These days I can’t seem to complete a trip to the gym without nursing Molly in the childcare room. This makes trips to the gym inevitably longer than expected, but what doesn’t take longer than expected these days?
The women who work in the childcare room are across the board fun and welcoming. I enjoy our few minutes of adult conversation while I’m marooned in a nursing chair. Today the topic was Christmas.
One lady shared her three Christmas dilemmas. The first is trying to convince her three year-old son that Santa will be able to come down the chimney even though the couch is pushed up against the fireplace (to prevent their one year-old from repeatedly climbing into the fireplace.) Apparently the son is still not convinced so their furniture will be rearranged on Christmas Eve.
Secondly, she has put all the presents under lock and key in interesting hiding places to prevent said three year-old from wreaking havoc. I have never met this little boy but he sounds a bit like a terror—she describes him as “high energy”—and has shamelessly been opening any package he can find, even if she is in the same room.

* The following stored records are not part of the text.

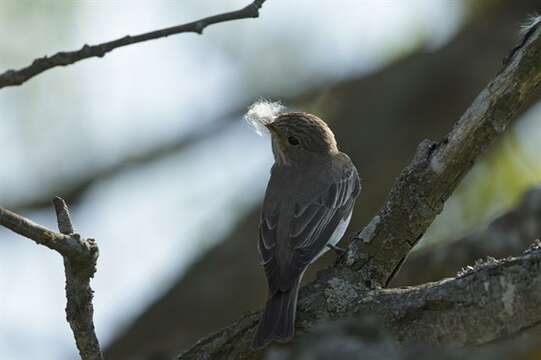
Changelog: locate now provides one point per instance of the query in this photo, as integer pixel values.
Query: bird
(307, 207)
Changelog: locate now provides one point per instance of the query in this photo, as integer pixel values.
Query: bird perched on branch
(307, 208)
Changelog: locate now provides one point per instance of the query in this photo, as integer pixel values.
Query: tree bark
(389, 111)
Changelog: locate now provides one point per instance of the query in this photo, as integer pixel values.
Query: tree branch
(493, 300)
(507, 235)
(80, 257)
(422, 188)
(64, 58)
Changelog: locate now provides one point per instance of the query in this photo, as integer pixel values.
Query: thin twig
(80, 257)
(64, 58)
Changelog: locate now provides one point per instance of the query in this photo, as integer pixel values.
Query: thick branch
(420, 191)
(495, 300)
(507, 235)
(64, 58)
(80, 256)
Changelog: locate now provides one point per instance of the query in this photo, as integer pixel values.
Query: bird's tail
(278, 320)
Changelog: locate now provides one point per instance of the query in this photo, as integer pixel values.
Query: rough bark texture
(507, 235)
(80, 257)
(420, 191)
(479, 306)
(366, 339)
(64, 58)
(490, 302)
(378, 119)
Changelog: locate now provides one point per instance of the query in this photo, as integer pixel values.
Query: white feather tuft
(530, 23)
(261, 113)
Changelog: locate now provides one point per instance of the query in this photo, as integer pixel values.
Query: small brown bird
(306, 210)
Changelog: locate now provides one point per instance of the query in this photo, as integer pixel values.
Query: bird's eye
(293, 140)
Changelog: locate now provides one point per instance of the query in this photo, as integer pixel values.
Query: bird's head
(297, 137)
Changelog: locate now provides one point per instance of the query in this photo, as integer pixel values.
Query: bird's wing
(312, 224)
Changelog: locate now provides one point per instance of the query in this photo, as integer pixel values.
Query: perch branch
(64, 58)
(422, 188)
(492, 301)
(80, 256)
(507, 235)
(496, 299)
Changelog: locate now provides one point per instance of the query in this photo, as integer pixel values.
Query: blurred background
(149, 148)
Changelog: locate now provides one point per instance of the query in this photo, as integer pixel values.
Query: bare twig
(420, 191)
(64, 58)
(80, 256)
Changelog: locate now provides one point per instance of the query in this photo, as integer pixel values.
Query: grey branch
(64, 58)
(80, 257)
(493, 300)
(507, 235)
(422, 188)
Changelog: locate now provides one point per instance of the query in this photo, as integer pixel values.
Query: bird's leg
(338, 250)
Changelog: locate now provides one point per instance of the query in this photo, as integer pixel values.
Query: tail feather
(278, 320)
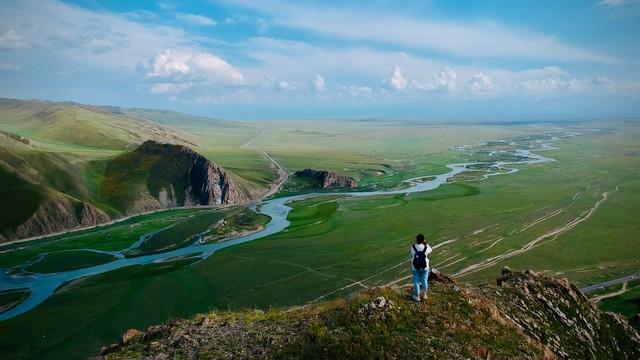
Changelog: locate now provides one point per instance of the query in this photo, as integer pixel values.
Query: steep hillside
(29, 208)
(527, 316)
(45, 192)
(85, 125)
(163, 175)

Her third dilemma, the one that has her really stumped, is how to properly convey to her son that there isn’t a religious meaning for Christmas. “We’re not religious people,” she said, “So I’ve tried to tell him that Christmas could be any day. That people just picked that day to celebrate Christmas for political reasons. It’s just an arbitrary day; it doesn’t have any meaning.” This apparently leaves her son in a muddle, muttering confused statements about which days are which. Her husband tells her she is using two many words and trying to explain too much. But she is concerned. After all, his grandparents are religious—the boy might figure out that under the hubbub of presents and wrapping and sugary treats that the holiday is actually celebrating something more than Santa Claus and a mystical idea of generosity and love.